By the time that 1865 rolled around a most war weary public just wanted an end and they could see it in sight with Grant battering Lee in Virginia and taking some heavy casualties every time out and Sherman coming up from Georgia through the Carolinas after Joe Johnston. However the man in the White House had a deeper concern, he wanted something out of the war, something lasting. Like an end to slavery once and for all.

So with the Confederates looking to salvage their Slaveocracy and sending peace commissioners and the Radical Republicans like Charles Sumner in the Senate and Thaddeus Stevens in the House wanting abolition once and for all, Lincoln steered a tricky course through public opinion to get the 13th amendment to the Constitution abolishing slavery.

In a nutshell the film Lincoln is about one of the lines from his famous Gettysburg Address. Abraham Lincoln wanted to know in his heart that the people he memorialized, who lay beneath the soil at Gettysburg, died for a noble purpose. As he said on that occasion, "these dead shall not have died in vain".

Not everyone in politics is in it for anything noble however and the President of the United States had more in the way of patronage to make things happen that he wanted. God only knows for instance what Lyndon Johnson had to offer to bring a few votes along to pass the Civil Rights Act of 1964. Not everyone voted for that strictly to memorialize the late John F. Kennedy. Lincoln was an old hand at that from his years in Illinois.

Daniel Day-Lewis and Sally Field make a splendid Abe and Mary Lincoln and Spielberg gave us enough of a view of the home life at the White House with the two surviving sons. Robert Lincoln who was more his mother's son than his father's except he inherited Lincoln's ability as a lawyer wanted very much to serve in the Civil War. But Mary Lincoln lost her two boys between Robert and Tad and did not want to lose her oldest in the war. So Robert unlike his father who studied law by candlelight and clerked, got a Harvard education instead. Joseph Gordon-Levitt plays Robert and young Gulliver McGrath plays the mischievous Thomas Todd 'Tad' Lincoln.

Of the supporting cast Thaddeus Stevens as played by Tommy Lee Jones is most memorable.
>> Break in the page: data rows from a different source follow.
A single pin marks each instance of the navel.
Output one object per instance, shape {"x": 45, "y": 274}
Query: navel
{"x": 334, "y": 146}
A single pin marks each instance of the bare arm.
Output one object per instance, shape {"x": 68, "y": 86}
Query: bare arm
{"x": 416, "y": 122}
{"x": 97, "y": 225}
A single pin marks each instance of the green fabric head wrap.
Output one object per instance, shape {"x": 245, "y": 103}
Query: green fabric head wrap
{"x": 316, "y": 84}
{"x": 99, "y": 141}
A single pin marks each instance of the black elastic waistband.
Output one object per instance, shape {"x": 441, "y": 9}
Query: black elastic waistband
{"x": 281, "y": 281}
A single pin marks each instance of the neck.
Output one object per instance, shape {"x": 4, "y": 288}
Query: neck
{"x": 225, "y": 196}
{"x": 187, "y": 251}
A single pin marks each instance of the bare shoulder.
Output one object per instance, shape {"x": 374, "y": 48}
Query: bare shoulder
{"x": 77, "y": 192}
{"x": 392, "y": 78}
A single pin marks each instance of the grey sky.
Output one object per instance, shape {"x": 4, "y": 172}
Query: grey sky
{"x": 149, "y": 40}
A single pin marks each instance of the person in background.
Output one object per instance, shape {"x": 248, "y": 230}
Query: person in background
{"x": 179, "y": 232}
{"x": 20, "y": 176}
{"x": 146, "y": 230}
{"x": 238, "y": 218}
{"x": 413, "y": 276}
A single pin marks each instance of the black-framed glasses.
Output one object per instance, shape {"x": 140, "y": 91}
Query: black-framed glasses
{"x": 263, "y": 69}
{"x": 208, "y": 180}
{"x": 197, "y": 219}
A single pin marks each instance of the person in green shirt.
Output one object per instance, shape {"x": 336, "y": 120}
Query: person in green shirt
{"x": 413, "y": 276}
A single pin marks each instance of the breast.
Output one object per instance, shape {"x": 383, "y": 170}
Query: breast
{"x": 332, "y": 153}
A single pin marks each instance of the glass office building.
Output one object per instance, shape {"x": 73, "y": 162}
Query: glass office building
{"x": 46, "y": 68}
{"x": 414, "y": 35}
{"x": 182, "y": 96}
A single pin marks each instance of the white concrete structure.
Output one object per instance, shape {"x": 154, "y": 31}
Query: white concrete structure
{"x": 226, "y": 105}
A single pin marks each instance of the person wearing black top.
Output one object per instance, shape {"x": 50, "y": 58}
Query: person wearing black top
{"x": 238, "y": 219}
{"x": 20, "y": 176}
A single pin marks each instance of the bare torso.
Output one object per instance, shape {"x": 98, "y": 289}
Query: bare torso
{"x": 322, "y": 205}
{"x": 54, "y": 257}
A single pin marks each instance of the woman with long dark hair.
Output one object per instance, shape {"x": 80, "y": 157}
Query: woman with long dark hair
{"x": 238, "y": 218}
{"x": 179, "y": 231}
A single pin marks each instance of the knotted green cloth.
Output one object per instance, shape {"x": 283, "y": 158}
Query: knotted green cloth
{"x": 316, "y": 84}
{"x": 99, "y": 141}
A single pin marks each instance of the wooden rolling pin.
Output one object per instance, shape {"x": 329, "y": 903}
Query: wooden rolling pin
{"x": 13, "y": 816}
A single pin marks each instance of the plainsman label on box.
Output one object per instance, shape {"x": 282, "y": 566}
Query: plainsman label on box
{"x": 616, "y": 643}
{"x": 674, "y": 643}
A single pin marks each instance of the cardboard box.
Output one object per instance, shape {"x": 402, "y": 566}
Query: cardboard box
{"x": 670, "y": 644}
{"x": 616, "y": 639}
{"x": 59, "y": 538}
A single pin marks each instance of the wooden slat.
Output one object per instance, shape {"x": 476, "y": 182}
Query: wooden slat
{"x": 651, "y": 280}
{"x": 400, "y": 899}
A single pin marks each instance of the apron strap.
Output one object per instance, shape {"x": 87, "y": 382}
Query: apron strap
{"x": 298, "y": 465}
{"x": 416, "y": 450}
Stevens who unofficially led the Radicals was a man way ahead of his time. His 'housekeeper' was a black woman with whom he had two daughters whom he could not marry because of miscegenation laws. He wanted full equality for all and did not care who knew it. Later on he led the effort to impeach Lincoln's successor Andrew Johnson who as Vice President-elect plays no role here as most Vice Presidents do. That whole story is told albeit with a different historical slant in the film Tennessee Johnson with Van Heflin as Johnson and Lionel Barrymore as Stevens.

I think the only question remaining is how many Oscars Lincoln will pick up next year.